Since all my employers are east coast, about six months ago I stopped changing my watch every time the plane landed (or took off... I never could decide which) and just leave it on Eastern Time.
And I am comfortable with this. I just have a part of me always out there, and then adjust the time in my brain. Not a big deal, really, as I do lots of stuff on 24 hour clocks and am adjusting the readout in my brain anyway.
I also asked a friend who was formerly Air Force special operations, and he said when flying about the world, you just leave your watch to UTC, and know where you are.
But that's a watch. It's deliberately an old, mechanical item. Mine is specifically one of those that winds itself as you move about, so as cool as an iPod Shuffle watch would be, I don't have to worry about it failing to synch, running out of batteries, etc.
Okay, now, tell me why my laptop is always set to Eastern Time. Better, why should I have to change it myself through a control panel? Why, if I do change it, do a series of applications yell at me to find out if I want to change the time zone within themselves, separately?
I think it's because of something I think I'll declare Desktop Thinking. Desktops are dumb. They are shiny and "easy to use" but are just a few generations from terminals, used to access the unfriendly mainframe, and there's still this same mentality. The user will perform operations, the machine will respond when it feels like it. The user requests information, or to begin a process, and the machine starts doing it. But not a moment beforehand.
Embracing mobile, on the other hand, means you think about information the user needs, you don't ask for information you already have, and you don't throw away anything the customer entered or might need later on (within the constraints of privacy).
Google Calendar is one of those tools that (at least on the website) incredulously asks if you want to change the time zone. Apparently, they are of the mindset that changing time zones only accompanies selling your house and moving across the country. Whereas even this typical desktop website, just for one example, takes a stab at determining my position, and defaults the information to that region.
Which brings up, believe it or not, some thoughts on location I touch on in Designing Mobile Interfaces. How do I set my watch, or make sure that my laptop is in the right time zone (or that it's set right with Daylight Saving changes)? More often than not, I consult the clock on my mobile handset, of course.

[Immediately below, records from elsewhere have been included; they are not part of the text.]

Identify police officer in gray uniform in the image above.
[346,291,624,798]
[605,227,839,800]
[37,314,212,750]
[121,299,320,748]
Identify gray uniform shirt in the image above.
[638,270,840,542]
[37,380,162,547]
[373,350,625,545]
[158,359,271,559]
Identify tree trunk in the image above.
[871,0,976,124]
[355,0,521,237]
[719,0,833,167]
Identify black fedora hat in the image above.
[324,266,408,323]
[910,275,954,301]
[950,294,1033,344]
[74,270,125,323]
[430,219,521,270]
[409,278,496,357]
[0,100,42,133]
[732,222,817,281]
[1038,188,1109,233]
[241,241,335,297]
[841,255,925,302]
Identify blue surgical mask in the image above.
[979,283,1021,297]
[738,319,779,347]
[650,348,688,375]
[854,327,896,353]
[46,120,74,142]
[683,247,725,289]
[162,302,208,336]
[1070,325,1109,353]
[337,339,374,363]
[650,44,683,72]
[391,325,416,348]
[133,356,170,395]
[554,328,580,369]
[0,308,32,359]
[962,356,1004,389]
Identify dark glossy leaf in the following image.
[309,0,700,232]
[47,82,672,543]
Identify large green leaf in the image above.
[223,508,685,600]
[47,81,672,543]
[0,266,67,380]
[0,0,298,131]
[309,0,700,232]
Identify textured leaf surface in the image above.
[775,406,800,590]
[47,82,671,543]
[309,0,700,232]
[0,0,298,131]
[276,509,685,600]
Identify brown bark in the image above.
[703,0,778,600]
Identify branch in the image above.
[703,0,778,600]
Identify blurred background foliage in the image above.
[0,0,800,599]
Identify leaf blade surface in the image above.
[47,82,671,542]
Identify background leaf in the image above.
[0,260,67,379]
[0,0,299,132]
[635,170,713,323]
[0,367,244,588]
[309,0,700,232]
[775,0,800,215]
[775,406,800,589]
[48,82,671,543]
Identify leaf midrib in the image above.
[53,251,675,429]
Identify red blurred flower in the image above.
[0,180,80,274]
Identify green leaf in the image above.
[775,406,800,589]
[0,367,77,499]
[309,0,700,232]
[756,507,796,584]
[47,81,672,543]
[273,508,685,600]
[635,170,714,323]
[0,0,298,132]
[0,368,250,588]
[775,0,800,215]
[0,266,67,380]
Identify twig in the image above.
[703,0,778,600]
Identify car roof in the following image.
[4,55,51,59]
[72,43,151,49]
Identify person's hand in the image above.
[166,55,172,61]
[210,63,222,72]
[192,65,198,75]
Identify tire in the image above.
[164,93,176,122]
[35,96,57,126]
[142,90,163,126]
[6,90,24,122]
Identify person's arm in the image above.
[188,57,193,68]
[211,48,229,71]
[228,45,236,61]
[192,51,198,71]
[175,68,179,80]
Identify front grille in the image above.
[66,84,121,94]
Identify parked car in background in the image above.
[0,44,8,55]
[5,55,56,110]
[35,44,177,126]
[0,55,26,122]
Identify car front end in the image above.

Location only needs to be as accurate as it needs to be. If you want a weather report – or to know what time your meeting starts – there's no reason to turn on the GPS to find out where you are. Very rough location, often just to within a few dozen miles, is just fine.
But it needs to be there. Don't disable functions in favor of only offering the highest precision. If an approximation is good enough, or faster, use that.
This is some of the stuff I am talking about when I say that context matters. And when I say that it's not the same as user intent, or user goals, the physical environment, or whatever else you might want to use to replace the notion of "context." I mean that the device should be intelligent. And as much as I like – say – Siri's way of being aware what you just did so the next task is more useful, I want it to do more. Something as simple as knowing what time zone I am in, and reacting appropriately to that is what you might call pre-emptively contextual. And now that I write it, that sounds great.
Mobile tends to do this. Sure. But only at the most surface level still.
I think a lot of apps do this just because they get the time from the handset. But I still see Desktop Thinking during web and app development, even on mobile. The user will sign on. The user will pick a link. Even just: once the user clicks our icon and launches the app. And often I ask, why? Why can't we make a widget, or a notification that lets them launch the app when we tell them something neat has happened, or... anything that predicts and offers information at a glance, or helps the user when they didn't even know they needed it?
Think about not just your assigned silo, but how your user can get real benefit from the information, intelligence and processing you have available.